Imaginou-a no quarto, encostada no canto esquerdo da parede do fundo, diante da cama. Ficava bem, a contrastar com o amarelo ocre das paredes e o branco dos lençóis da cama.  - Sim, cama onde dormisse tinha que ter lençóis brancos. Era tão exigente nisso dos lençóis que quando ia para um hotel ou fazia uma reserva, a primeira condição era que os lençóis fossem brancos.- E ali, onde imaginava que pudesse ficar, a cómoda iria equilibrar e harmonizar os tons e as cores do quarto. No outro canto já tinha pensado em arranjar uma senhorinha em veludo, no mesmo rosa velho do mármore, e um cabide, também em madeira de nogueira, onde ele podia colocar o casaco ou a camisa que iria usar no dia seguinte.

Naquela noite, depois de um jantar romântico, à luz de  velas brancas, deitaram-se ambos na cama de ferro, de branco pintada, e feita de lençóis imaculadamente brancos, naquele quarto sem móveis onde faltava ali, naquele canto, à esquerda, ao fundo da cama, uma cómoda Dom José, com um tampo de mármore rosa velho.

domingo, 2 de janeiro de 2011

VELA PERFUMADA

Costuma acender uma vela perfumada sempre que se senta à mesa do seu escritório nestas noites de inverno. Não sabe se por causa do cheiro discreto a maçã e canela, se por causa da chama, bruxuleante e pacífica, que lhe faz lembrar o lume, forte e vivo, da lareira de casa dos seus avós.


Faz-lhe companhia nas noites de trabalho, nas alturas de mais frio e ajuda-o a vencer o cansaço do dia de trabalho. 

Provavelmente devido à magia da chama, ao sortilégio do fogo, ao mistério do lume que tanto o seduz...



sábado, 1 de janeiro de 2011

É SEMPRE ASSIM

Todos os anos é a mesma coisa: promessas, desejos, esperanças, decisões, resoluções...

É o que se costuma dizer: Ano Novo, vida nova!

Nem sempre resulta, nem sempre acontece, nem sempre se realiza... mas há sempre este renovar, muitas vezes de nada, muitas vezes para o tudo na mesma, muitas vezes para pior. 

Mas a mágica da passagem do ano continua: as passas que se comem (doze!), o espumante com que se brinda, o fogo de artifício, o barulho, o bater nos tachos para afugentar o ano velho, a mandá-lo embora para longe e a abrir as portas ao novo ano  festejando a sua chegada.

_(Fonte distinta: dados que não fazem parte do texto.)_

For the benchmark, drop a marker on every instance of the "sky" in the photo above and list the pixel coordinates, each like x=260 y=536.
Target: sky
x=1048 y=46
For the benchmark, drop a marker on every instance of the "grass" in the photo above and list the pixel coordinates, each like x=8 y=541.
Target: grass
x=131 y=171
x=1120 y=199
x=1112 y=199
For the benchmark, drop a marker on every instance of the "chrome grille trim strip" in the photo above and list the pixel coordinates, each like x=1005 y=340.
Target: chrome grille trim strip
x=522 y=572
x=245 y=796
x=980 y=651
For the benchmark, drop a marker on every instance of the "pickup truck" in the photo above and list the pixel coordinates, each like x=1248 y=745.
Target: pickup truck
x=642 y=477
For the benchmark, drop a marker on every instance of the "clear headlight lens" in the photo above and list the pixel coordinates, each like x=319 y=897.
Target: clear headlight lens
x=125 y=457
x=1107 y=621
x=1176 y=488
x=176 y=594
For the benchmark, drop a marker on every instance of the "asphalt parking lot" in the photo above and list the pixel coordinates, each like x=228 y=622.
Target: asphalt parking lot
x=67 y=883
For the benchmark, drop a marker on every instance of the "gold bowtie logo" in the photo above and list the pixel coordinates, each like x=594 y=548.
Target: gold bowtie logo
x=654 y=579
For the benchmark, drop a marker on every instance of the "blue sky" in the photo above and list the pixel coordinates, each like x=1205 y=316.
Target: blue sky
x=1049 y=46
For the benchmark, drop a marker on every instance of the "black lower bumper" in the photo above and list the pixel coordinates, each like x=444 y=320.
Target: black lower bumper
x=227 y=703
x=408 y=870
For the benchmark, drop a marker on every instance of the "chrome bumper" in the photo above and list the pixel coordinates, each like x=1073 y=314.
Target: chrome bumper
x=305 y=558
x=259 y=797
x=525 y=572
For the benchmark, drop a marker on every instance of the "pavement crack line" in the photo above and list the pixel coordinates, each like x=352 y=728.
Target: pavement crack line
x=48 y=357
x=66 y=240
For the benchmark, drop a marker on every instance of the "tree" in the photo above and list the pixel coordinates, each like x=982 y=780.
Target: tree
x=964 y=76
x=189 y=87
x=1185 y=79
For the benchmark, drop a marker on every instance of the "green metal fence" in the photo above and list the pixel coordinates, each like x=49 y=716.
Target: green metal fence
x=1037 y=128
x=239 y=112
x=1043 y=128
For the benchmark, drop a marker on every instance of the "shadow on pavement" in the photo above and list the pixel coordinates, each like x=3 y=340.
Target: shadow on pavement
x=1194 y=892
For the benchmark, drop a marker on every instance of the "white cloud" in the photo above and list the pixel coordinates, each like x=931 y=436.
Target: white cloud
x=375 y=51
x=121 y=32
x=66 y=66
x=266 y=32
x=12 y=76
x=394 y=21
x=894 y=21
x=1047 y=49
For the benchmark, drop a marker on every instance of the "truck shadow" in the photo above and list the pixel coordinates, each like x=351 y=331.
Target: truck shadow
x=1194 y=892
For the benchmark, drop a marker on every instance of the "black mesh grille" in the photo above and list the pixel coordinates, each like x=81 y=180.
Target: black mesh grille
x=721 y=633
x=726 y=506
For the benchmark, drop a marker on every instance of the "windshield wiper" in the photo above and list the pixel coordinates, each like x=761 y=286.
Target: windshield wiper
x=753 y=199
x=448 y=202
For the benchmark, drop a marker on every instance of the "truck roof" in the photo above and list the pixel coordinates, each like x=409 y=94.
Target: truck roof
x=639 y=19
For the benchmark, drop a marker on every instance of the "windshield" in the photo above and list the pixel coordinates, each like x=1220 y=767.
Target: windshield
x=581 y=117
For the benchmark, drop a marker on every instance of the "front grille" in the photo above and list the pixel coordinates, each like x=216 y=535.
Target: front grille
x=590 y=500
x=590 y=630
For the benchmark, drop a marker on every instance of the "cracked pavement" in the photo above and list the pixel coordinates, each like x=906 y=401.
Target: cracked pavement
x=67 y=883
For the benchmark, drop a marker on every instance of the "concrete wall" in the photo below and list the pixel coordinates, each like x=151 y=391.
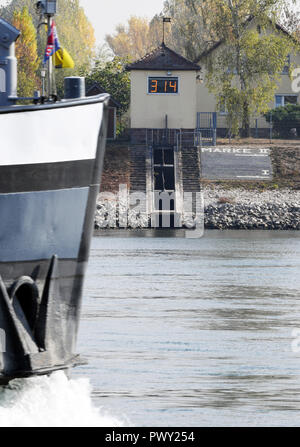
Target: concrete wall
x=149 y=110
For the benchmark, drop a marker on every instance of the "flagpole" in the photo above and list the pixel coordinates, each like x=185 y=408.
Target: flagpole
x=50 y=67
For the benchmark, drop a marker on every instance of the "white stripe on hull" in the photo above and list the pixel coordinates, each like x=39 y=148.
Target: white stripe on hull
x=53 y=135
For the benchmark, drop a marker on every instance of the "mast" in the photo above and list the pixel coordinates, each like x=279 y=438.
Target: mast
x=47 y=9
x=49 y=63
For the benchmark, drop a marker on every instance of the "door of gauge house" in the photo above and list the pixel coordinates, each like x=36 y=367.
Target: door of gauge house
x=164 y=185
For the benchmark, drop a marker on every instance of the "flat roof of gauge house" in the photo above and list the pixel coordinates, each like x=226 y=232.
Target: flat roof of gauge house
x=163 y=58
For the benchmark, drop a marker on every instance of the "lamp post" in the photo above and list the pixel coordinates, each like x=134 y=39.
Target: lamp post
x=165 y=20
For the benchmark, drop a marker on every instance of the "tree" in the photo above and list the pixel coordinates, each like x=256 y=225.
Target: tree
x=113 y=77
x=244 y=71
x=192 y=31
x=135 y=39
x=26 y=53
x=75 y=33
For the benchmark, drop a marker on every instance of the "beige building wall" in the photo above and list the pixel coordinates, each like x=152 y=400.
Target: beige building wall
x=149 y=110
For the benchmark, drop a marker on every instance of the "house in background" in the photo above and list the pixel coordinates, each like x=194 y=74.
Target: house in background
x=113 y=108
x=206 y=101
x=168 y=91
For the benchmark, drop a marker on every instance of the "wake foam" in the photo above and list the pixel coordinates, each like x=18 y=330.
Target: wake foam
x=51 y=401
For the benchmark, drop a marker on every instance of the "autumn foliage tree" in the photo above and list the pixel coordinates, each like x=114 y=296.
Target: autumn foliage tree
x=75 y=33
x=26 y=53
x=135 y=39
x=245 y=70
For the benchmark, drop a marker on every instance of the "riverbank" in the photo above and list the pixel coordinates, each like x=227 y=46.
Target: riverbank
x=224 y=209
x=250 y=210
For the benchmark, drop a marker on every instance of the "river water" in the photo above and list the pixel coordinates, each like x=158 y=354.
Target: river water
x=179 y=332
x=194 y=332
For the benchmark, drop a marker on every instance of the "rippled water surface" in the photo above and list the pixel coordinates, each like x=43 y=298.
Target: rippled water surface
x=194 y=332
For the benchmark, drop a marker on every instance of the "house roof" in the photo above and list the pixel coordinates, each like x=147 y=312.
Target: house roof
x=96 y=89
x=163 y=58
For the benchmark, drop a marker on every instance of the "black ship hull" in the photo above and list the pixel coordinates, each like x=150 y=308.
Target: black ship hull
x=50 y=170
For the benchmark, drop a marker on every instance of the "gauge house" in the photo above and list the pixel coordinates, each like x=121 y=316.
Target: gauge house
x=166 y=132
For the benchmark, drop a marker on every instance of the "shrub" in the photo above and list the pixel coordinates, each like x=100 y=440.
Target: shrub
x=285 y=119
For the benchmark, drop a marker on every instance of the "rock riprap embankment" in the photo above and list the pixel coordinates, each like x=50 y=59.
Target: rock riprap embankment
x=243 y=209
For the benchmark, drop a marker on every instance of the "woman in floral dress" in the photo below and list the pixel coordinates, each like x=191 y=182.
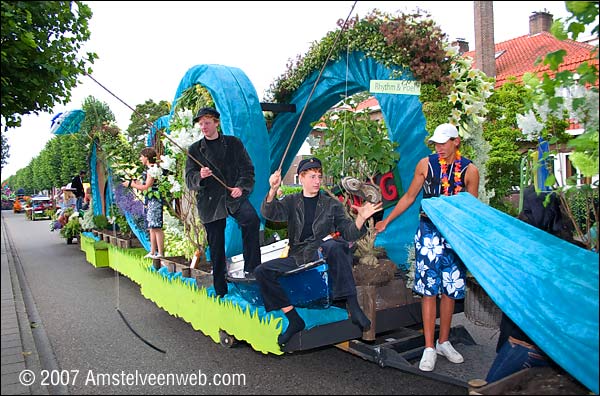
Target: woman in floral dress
x=153 y=202
x=438 y=269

Vão ser doze meses que vão passar, céleres, com as etapas do Carnaval, da Páscoa, do Verão, e do Natal a chegarem num instante e passarem rápidas pelas nossas vidas. E como vamos nós passar por elas? Com um sorriso? Com uma lágrima? Com alegria? Com tristeza? Facilmente? Com dificuldades? Com PAZ, com ESPERANÇA, com SAÚDE? 

Espero que de melhor maneira: que cada um lute pela vida, que não desista, que saiba dar amor, transmitir paz, fortalecer as amizades, que acredite num amanhã melhor!